A keen sense of curiosity can advance health, happiness and relationships

If you’re like me, you are constantly asking questions. For example, what is my password? Who let the dog(s) out (again)? Why are the answers posed as questions and the questions posed as answers on TV’s “Jeopardy”?*

In this, Optometric Management’s “Question & Answer” (Q&A) issue, we not only address questions, we also want to celebrate curiosity, which is “a motivator for learning, influential in decision-making and crucial for healthy development,” write Drs. Celeste Kidd and Benjamin Y. Hayden in the Neuron article, “The Psychology and Neuroscience of Curiosity.”
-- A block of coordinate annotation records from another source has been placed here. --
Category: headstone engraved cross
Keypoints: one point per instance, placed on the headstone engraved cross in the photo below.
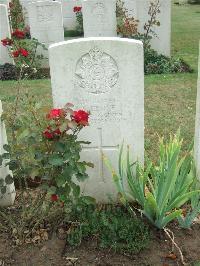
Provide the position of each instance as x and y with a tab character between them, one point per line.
6	199
101	149
106	77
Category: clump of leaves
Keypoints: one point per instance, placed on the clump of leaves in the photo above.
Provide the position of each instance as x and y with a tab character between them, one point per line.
46	145
161	189
112	227
16	14
155	63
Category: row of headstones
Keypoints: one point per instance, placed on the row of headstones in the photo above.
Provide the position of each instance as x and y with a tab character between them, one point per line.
106	77
99	16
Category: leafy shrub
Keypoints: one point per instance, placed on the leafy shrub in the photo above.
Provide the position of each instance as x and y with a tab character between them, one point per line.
16	15
47	147
79	19
113	228
194	2
155	63
161	189
8	72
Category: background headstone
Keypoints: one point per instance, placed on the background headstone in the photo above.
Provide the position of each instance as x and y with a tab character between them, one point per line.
4	33
197	125
8	198
99	18
69	17
46	23
106	77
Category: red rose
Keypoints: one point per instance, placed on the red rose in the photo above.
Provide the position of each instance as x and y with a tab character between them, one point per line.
18	34
24	52
47	134
77	9
15	53
54	197
81	117
55	113
6	42
57	132
10	5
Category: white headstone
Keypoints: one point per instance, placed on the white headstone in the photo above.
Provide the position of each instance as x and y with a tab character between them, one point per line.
46	22
106	77
8	198
197	125
4	33
69	16
139	10
99	18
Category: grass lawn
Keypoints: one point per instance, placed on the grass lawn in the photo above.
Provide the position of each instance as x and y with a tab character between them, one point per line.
169	99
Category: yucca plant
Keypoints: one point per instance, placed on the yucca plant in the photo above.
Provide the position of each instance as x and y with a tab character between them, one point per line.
159	189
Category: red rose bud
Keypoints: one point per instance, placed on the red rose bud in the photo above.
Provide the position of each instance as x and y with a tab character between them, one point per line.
81	117
6	42
55	113
57	132
54	197
24	52
18	34
77	9
15	53
48	135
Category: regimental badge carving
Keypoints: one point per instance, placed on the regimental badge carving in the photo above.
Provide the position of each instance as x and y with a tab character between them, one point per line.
46	16
96	72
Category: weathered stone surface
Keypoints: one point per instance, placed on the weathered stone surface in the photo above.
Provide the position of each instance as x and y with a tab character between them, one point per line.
99	18
46	23
4	33
8	198
69	17
197	126
106	77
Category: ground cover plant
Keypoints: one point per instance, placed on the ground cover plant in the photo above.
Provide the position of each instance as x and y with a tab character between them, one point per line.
169	96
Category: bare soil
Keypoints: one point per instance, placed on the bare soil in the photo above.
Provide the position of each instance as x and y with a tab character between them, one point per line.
54	252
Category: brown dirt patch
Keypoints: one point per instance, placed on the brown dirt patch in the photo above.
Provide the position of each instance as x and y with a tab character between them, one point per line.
50	252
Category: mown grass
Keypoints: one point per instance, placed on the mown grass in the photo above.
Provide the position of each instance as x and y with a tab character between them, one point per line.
169	99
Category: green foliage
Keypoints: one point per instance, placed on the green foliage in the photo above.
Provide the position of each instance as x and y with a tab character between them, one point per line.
113	228
160	189
47	148
155	63
16	15
193	2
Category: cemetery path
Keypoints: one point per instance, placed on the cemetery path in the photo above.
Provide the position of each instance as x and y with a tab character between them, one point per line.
49	252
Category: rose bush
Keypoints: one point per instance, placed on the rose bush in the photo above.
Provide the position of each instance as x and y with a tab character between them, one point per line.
79	19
Curiosity is linked to happiness, achievement, empathy, relationships, health and survival, says Emily Campbell, Ph.D., a research associate at the Greater Good Science Center at UC Berkeley. Inc. Magazine contributing editor Geoffrey James likens curiosity to “a Swiss Army knife with all the attachments.”

With regard to medicine, “curiosity leads. . . to great stories and memories, those irreplaceable ‘moments in medicine’ that we all live for,” writes Faith T. Fitzgerald, M.D., in the Annals of Internal Medicine, In short, she says, “Both the science and the art of medicine are advanced by curiosity.”

Is curiosity also an important trait for staff? As it’s our Q&A issue, let’s answer the question with questions: Would you hire a candidate who didn’t ask questions during a job interview? If patients are drawn to those who show an interest in them, then shouldn’t curiosity be a requirement for those staff members who deal directly with patients?


One highly effective way to encourage curiosity is to answer questions enthusiastically. To that end, this issue of OM is devoted to answering the top practice questions posed by you, our readers. (See p.14 for the details.) Taking a big-picture view, consider making curiosity a part of a daily routine. Those small changes that encourage questions and inspire learning can plant the seed for your next innovation. OM

*According to Smithsonian Magazine, TV host Merv Griffin and his wife Julian came up with the idea for “Jeopardy” as an alternative to quiz shows, which had virtually disappeared from TV after the answer-rigging scandals of the 1950s. (Apparently, it’s a lot tougher to “fix” questions than answers.)